Calling Gone Girl a psychological thriller is an understatement. As revelation after revelation unfolds, it becomes clear that the truth does not exist in the middle of Nick and Amy's points of view; in fact, the truth is far more dark, more twisted, and more creepy than you can imagine. Gone Girl is masterfully plotted from start to finish and the suspense doesn't waver for one page. It's one of those books you will feel the need to discuss immediately after finishing because the ending doesn't just come; it punches you in the gut. --Caley Anderson

Review
“Gone Girl is one of the best ­and most frightening ­portraits of psychopathy I've ever read. Nick and Amy manipulate each other ­with savage, merciless and often darkly witty dexterity. This is a wonderful and terrifying book about how the happy surface normality and the underlying darkness can become too closely interwoven to separate.”
–TANA FRENCH, New York Times bestselling author of Faithful Place and Into the Woods
“The plot has it all. I have no doubt that in a year’s time I’m going to be saying that this is my favorite novel of 2012. Brilliant.”

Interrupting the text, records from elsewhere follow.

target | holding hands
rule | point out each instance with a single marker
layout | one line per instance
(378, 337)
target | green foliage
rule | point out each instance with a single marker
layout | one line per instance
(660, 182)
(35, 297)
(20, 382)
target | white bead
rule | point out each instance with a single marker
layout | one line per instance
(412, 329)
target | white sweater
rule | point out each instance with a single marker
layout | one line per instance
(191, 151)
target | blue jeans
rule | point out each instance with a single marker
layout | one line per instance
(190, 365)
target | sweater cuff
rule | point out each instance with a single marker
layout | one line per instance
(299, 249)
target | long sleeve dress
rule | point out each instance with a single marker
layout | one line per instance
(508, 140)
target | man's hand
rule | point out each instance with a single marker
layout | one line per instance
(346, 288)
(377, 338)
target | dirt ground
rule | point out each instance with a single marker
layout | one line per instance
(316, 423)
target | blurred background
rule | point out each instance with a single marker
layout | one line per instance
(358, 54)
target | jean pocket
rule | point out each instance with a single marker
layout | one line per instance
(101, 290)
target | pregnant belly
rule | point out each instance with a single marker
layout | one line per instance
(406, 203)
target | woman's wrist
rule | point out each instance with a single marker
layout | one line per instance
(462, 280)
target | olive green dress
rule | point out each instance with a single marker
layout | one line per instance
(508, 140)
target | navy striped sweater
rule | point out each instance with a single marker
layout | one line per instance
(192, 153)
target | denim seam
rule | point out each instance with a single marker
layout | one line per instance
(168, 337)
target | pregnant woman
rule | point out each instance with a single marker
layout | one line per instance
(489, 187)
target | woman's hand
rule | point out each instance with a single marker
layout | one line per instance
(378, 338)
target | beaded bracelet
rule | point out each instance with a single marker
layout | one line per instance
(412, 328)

–KATE ATKINSON, New York Times bestselling author of Started Early, Took My Dog and Case Histories
“Gone Girl builds on the extraordinary achievements of Gillian Flynn's first two books and delivers the reader into the claustrophobic world of a failing marriage. We all know the story, right? Beautiful wife disappears; husband doesn't seem as distraught as he should be under the circumstances. But Flynn takes this sturdy trope of the 24-hour news cycle and turns it inside out, providing a devastating portrait of a marriage and a timely, cautionary tale about an age in which everyone's dreams seem to be imploding.”
–LAURA LIPPMAN, New York Times bestselling author of The Most Dangerous Thing and I’d Know You Anywhere
“Gillian Flynn’s Gone Girl is like Scenes from a Marriage remade by Alfred Hitchcock, an elaborate trap that’s always surprising and full of characters who are entirely recognizable. It’s a love story wrapped in a mystery that asks the eternal question of all good relationships gone bad: How did we get from there to here?”
–ADAM ROSS, New York Times bestselling author of Mr. Peanut --This text refers to the Kindle Edition edition.